Seasonal frenzy not the point of Christmas


We all go frantic at Christmas. We spend frantically, we party frantically, and in the lead-up to Christmas we make frantic preparations.

We are constantly multi-tasking at a chaotic, feverish rate at work, socially and domestically, but at Christmas it gets worse. It's considered normal to be fanatically busy at this time of year. Indeed, at any time of year, it is almost boastful to say, "I'm madly busy", as if being over-stretched is some sort of demented virtue. Our ability to withstand stress is a mark of character, and our exhaustion, a trophy.

All life requires a rhythm of rest and activity. There is rhythm in our waking activity and the body's need for sleep. There is rhythm in the way day dissolves into night and night into morning. There is rhythm in the quieting of the active growth of spring and summer by the dormancy of autumn and winter. There is a rhythm in the tides. The human heart perceptibly rests after each life-giving beat, and the lungs rest between the exhale and the inhale.

The earth maintains its rhythms, but we have lost ours. Christmas is one of the few seasons we continue to observe, and it should be a time for restoring our sense of seasonal rhythm. But instead Christmas has got caught up in the arhythmic, distorted pattern by which we live our lives.

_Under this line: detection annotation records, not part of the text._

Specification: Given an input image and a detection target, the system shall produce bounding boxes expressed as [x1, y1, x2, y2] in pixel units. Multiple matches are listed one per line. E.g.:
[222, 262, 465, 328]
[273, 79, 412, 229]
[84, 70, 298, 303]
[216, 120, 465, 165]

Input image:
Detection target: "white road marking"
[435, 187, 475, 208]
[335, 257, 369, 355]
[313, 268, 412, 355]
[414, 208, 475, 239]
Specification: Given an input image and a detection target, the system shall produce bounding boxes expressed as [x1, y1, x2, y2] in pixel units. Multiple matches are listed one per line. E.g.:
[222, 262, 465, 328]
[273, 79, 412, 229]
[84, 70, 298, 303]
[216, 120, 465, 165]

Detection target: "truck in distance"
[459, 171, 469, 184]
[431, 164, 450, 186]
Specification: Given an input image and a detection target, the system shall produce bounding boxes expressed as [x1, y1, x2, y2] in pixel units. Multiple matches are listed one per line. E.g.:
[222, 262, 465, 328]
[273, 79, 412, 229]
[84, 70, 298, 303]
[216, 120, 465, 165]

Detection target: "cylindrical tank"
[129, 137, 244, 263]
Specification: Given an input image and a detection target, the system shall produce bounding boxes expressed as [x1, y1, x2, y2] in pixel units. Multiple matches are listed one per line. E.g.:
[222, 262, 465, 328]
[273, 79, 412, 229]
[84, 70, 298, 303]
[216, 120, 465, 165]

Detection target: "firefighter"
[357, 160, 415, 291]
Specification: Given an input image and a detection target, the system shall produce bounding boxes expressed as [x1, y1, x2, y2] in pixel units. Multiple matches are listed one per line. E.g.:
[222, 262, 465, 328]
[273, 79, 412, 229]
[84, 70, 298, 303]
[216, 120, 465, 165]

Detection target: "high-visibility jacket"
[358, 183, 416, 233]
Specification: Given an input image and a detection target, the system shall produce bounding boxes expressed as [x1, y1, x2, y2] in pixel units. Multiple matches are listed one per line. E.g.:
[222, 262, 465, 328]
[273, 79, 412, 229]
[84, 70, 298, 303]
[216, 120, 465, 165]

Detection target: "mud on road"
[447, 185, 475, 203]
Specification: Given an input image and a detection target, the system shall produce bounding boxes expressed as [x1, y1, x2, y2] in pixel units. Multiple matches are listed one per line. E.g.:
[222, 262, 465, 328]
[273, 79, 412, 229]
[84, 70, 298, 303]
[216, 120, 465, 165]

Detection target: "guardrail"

Our culture supposes action and accomplishments are better than rest, that doing something, anything, is better than doing nothing. Because of our desire to succeed and to meet those ever-growing expectations and deadlines, we do not rest. Because we do not rest, we miss the signposts that would show us where to go, and we lose our way. We bypass sources of succour and solace. We miss the quiet that would give us wisdom.

Poisoned by our belief that good things come only to unceasing determination and tireless efforts, we miss the joy of effortless delight. We have forgotten how to rest, and for want of rest our lives are in danger. In our drive for success we are seduced by the promises of more money, more recognition, more satisfaction, more love, more information, more influence, more possessions, more security.

A successful life has become a violent life. We make war on our bodies, pushing them beyond their limits. War on our children because we cannot find enough time to deal with them when they are hurt and afraid and need love. War on our spirit because we are too preoccupied to listen to the quiet voices that seek to nourish and refresh us. War on the earth because we cannot take the time to place our feet on the ground and allow it to feed us, to taste its blessings, and give thanks.

Even at Christmas, we seem to have no time to savour life or to care for ourselves. Surely to live life at a dizzying speed is not happiness. Busyness has become a kind of violence in our lives. The only way to heal that violence is to take time to rest and nourish our spirit.

Unless we nourish the spirit, we respond to life in survival mode, where everything we meet assumes a terrifying permanence. If a car is travelling at high speed, even a small stone on the road can be a deadly threat. When we are moving faster and faster, every detail in our lives achieves an inflated importance, everything seems more urgent than it really is and we react with desperation.

Coming up to Christmas we become so easily immersed in the frenzy, despite our intentions not to. If we can disconnect from the frenzy of consumption and accomplishment and take time to restore our spirit, we will discover inner peace.

The frenzy of the build-up to Christmas is almost over. Whether we have managed to avoid its worst excesses, we have time, over the coming holidays, to rest and reflect. Let's take this opportunity to find the true peace of Christmas and to nourish our spirit with healing rest, respite, reflection and quiet.